Make sure you don't sabotage your job search by falling into these traps:
- Spending your efforts on only finding a "job" and not a "career". There is a difference between a “career” and a “job”. Your goal should be to develop and expand your “career”. For every action there is a consequence. For example, you might take a job because you need the cash with the consequence being that it may affect your career in the long run. Be aware of the strategic ramifications. When a recruiter asks why you took a job as a waiter when you are a financial planner, you may be at a disadvantaged.
- Taking a demotivating job can effect your attitude towards work in general. Another example is that if you take a job solely for the money but you are not really motivated by the work, your demotivation may lead to bad mouthing others and being negative. This erodes your image and your image precedes you in any career opportunity. Your former boss or colleague may tell someone at a job you really want that aligns with your career goal that you have a negative attitude without explaining why.
- Be aware of the Psychological contract on both sides – a psychological contract is a contract you form in your mind about the organization you join and forms in your new manager’s mind regarding your capabilities. Both the new employee and employer have a tendency to inflate themselves and the company. Too much inflation distorts the psychological contract. On your part if you inflate your knowledge, skills, abilities and other qualifications (KSAOs in HR), your new manager may put you in charge of something you have very little skills and may endanger your chances of success. On the other hand, you may join a company that really doesn’t fit your career mode. This may look bad later on your resume: “why did you take a step down with this position?”
- When developing a resume or applying to a job, focus on the KSAOs that apply to the job. Do not focus on the tasks you performed at a position you had in the past but the KSAOs you developed as a result of tasks, projects or processes. Instead of saying you handled multiple phone calls, say that you provided customer service, coordinated efforts, solved problems, etc. Focus on what you learned or the skills you developed rather than the task itself.
- Some experts say you should have resumes specific to the job you are applying. The reason for this is that many organization screen applications as they are sent in or posted electronically. They are looking for certain key words and if you do not have those words in your resume or application, you will be rejected. Be aware that there is no longer such a thing as having “your resume” but in today’s world you need to modify “your resume” and adapt it to every job possibility. It is time consuming but necessary.
- Image mistakes can kill you – dress for the part. Be formal in your responses. Be careful about being too friendly or being too transparent. One the questions you should be prepared for is “what are your weaknesses”. Answering this like you may with a friend may sabotage the interview. “One of my weaknesses is not getting to work on time” may truly be something you are working on and may be a weakness, but saying this is catastrophic in an interview.

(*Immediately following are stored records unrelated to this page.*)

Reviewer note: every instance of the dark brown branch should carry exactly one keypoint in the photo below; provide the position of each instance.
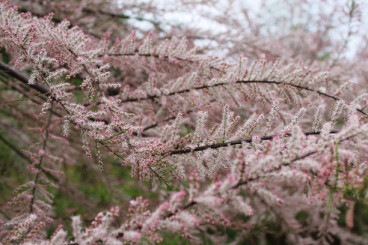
(237, 82)
(226, 144)
(39, 165)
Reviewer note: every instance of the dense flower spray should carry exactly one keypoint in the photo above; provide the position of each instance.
(229, 143)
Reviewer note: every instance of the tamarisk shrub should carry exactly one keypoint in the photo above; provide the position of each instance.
(271, 138)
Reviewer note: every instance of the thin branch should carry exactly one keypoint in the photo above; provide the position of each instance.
(228, 143)
(39, 165)
(238, 82)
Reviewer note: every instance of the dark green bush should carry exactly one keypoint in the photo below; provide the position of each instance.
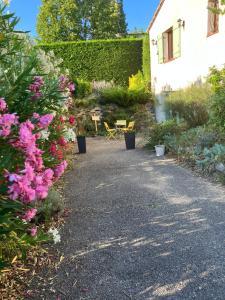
(83, 88)
(191, 104)
(217, 108)
(123, 97)
(159, 131)
(99, 60)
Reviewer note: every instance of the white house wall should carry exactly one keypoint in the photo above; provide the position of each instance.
(198, 52)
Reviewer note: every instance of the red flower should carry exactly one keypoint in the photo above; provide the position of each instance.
(62, 141)
(72, 120)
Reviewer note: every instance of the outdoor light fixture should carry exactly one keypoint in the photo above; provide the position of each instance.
(154, 42)
(181, 23)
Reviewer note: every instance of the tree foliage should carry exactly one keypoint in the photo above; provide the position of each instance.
(61, 20)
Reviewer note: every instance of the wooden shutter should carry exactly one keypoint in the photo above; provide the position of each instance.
(176, 41)
(160, 49)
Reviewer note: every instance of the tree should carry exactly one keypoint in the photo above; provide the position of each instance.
(59, 20)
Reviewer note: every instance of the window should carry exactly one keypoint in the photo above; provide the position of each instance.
(169, 44)
(213, 18)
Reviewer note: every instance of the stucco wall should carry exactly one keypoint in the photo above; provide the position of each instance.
(198, 52)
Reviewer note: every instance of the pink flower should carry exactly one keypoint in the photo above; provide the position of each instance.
(45, 120)
(36, 116)
(60, 169)
(5, 132)
(71, 120)
(42, 192)
(71, 87)
(29, 214)
(3, 104)
(33, 231)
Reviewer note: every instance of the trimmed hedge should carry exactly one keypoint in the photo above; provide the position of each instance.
(100, 59)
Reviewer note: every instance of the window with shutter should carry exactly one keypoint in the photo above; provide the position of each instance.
(176, 41)
(213, 17)
(169, 44)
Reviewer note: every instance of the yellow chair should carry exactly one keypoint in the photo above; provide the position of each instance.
(129, 128)
(111, 133)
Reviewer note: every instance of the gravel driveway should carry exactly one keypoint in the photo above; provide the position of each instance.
(141, 228)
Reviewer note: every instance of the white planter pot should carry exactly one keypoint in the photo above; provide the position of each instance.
(160, 150)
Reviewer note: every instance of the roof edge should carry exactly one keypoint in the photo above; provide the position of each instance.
(155, 15)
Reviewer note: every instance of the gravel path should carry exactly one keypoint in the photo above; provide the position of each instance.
(141, 228)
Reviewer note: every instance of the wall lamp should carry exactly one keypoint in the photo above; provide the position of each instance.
(154, 42)
(181, 23)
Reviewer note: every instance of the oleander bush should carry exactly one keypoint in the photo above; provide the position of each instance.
(35, 128)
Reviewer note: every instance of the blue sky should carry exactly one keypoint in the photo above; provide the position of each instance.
(138, 13)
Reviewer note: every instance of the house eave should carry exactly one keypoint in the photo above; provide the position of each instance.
(155, 15)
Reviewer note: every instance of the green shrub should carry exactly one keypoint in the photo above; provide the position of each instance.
(159, 131)
(85, 102)
(217, 107)
(100, 59)
(83, 88)
(123, 97)
(190, 104)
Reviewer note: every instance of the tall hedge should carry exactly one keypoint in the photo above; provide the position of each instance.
(100, 59)
(146, 58)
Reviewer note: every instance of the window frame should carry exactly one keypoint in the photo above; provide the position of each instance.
(168, 53)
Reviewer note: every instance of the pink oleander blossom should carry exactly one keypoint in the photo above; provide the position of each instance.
(71, 87)
(6, 122)
(33, 231)
(29, 215)
(3, 104)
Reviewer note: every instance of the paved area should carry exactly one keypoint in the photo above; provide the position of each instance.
(141, 228)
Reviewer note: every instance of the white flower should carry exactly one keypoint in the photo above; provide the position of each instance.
(55, 234)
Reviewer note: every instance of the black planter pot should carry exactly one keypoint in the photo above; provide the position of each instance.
(130, 140)
(81, 141)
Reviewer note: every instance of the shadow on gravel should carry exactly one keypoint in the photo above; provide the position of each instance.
(141, 229)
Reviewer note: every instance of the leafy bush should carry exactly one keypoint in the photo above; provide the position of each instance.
(190, 104)
(123, 97)
(211, 156)
(98, 86)
(217, 107)
(83, 88)
(159, 131)
(100, 60)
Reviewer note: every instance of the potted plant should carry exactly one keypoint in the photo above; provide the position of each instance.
(81, 138)
(129, 139)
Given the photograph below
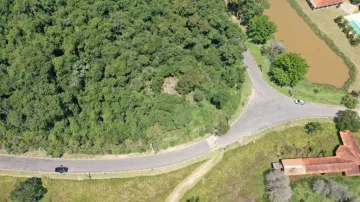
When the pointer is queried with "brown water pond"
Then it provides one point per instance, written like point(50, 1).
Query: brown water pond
point(325, 66)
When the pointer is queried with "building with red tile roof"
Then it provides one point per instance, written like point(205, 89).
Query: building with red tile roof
point(346, 160)
point(318, 4)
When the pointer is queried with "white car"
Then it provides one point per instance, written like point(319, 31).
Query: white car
point(299, 102)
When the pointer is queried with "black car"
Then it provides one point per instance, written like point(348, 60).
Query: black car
point(61, 169)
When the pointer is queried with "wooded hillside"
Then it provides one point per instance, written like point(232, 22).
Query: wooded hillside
point(88, 75)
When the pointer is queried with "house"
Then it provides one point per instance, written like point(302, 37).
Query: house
point(318, 4)
point(346, 160)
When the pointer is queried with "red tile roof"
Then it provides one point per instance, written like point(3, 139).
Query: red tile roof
point(324, 3)
point(347, 160)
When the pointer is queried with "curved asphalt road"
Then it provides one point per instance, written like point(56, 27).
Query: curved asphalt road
point(266, 108)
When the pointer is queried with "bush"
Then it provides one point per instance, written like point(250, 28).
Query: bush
point(349, 101)
point(222, 128)
point(313, 127)
point(347, 120)
point(278, 186)
point(332, 190)
point(199, 95)
point(30, 190)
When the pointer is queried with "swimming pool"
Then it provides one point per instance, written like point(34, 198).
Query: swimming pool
point(354, 21)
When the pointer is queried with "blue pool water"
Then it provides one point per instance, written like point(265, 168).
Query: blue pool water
point(356, 26)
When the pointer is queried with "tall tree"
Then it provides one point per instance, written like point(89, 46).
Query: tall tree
point(260, 29)
point(288, 69)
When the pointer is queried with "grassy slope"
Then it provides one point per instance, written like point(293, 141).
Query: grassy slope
point(327, 94)
point(155, 188)
point(324, 19)
point(241, 172)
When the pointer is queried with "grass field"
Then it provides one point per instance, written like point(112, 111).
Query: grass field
point(324, 20)
point(304, 90)
point(155, 188)
point(240, 174)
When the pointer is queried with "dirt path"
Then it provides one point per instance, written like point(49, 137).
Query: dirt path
point(194, 178)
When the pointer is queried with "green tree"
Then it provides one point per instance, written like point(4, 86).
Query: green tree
point(349, 101)
point(355, 1)
point(247, 9)
point(313, 127)
point(260, 29)
point(193, 199)
point(347, 120)
point(30, 190)
point(273, 49)
point(87, 76)
point(288, 69)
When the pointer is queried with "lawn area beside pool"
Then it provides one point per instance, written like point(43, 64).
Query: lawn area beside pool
point(324, 20)
point(240, 174)
point(136, 189)
point(305, 90)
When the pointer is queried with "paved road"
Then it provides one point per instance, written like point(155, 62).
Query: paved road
point(266, 108)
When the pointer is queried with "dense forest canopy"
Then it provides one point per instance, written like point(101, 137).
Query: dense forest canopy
point(88, 75)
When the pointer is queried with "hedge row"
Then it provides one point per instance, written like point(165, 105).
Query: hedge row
point(329, 42)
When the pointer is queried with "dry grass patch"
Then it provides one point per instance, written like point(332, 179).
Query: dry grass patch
point(154, 188)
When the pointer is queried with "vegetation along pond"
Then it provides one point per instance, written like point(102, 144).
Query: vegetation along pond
point(325, 66)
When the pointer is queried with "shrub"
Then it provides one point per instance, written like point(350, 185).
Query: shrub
point(30, 190)
point(222, 128)
point(199, 95)
point(313, 127)
point(347, 120)
point(278, 186)
point(349, 101)
point(332, 190)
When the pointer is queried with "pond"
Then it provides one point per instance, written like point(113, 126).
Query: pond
point(325, 66)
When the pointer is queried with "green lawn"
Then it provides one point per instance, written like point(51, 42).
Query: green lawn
point(304, 90)
point(154, 188)
point(240, 174)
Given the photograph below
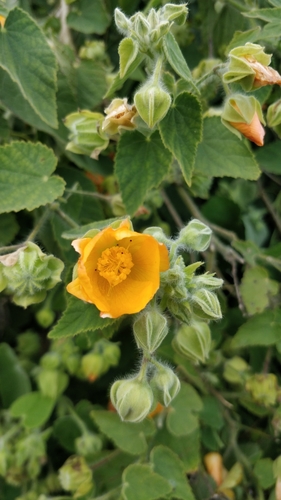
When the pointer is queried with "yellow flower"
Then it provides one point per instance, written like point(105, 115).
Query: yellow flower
point(119, 270)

- Remember that you are pursuing a career, not getting a job. You may have to get a job that helps you pursue a career but the goal is to land that career and to expand your career. So burning bridges is dangerous in continuing your career. Even if you turn down a job, do so gracefully. You can be rejected for a job with an organization but how you handled that rejection can lead the hiring manager to refer you to another department which ended up being the best fit for you. This can lead to a long career with that company in which you can develop many KSAOs that can be used in your expanding career.
- Be aware of diversity in the workplace. Respect a person’s gender, age, ethnicity, etc. Be aware of stereotypes that you have developed over time and make sure to put those stereotypes aside. You may wonder if they are too young for their current position or wonder why they haven’t retired yet. You may be concerned that a person in a certain position may have a challenge based on their gender or disability but that really isn’t your concern. Making comments of this nature will certainly erode your image and sabotage your efforts in getting a job and establishing a network that will influence your career.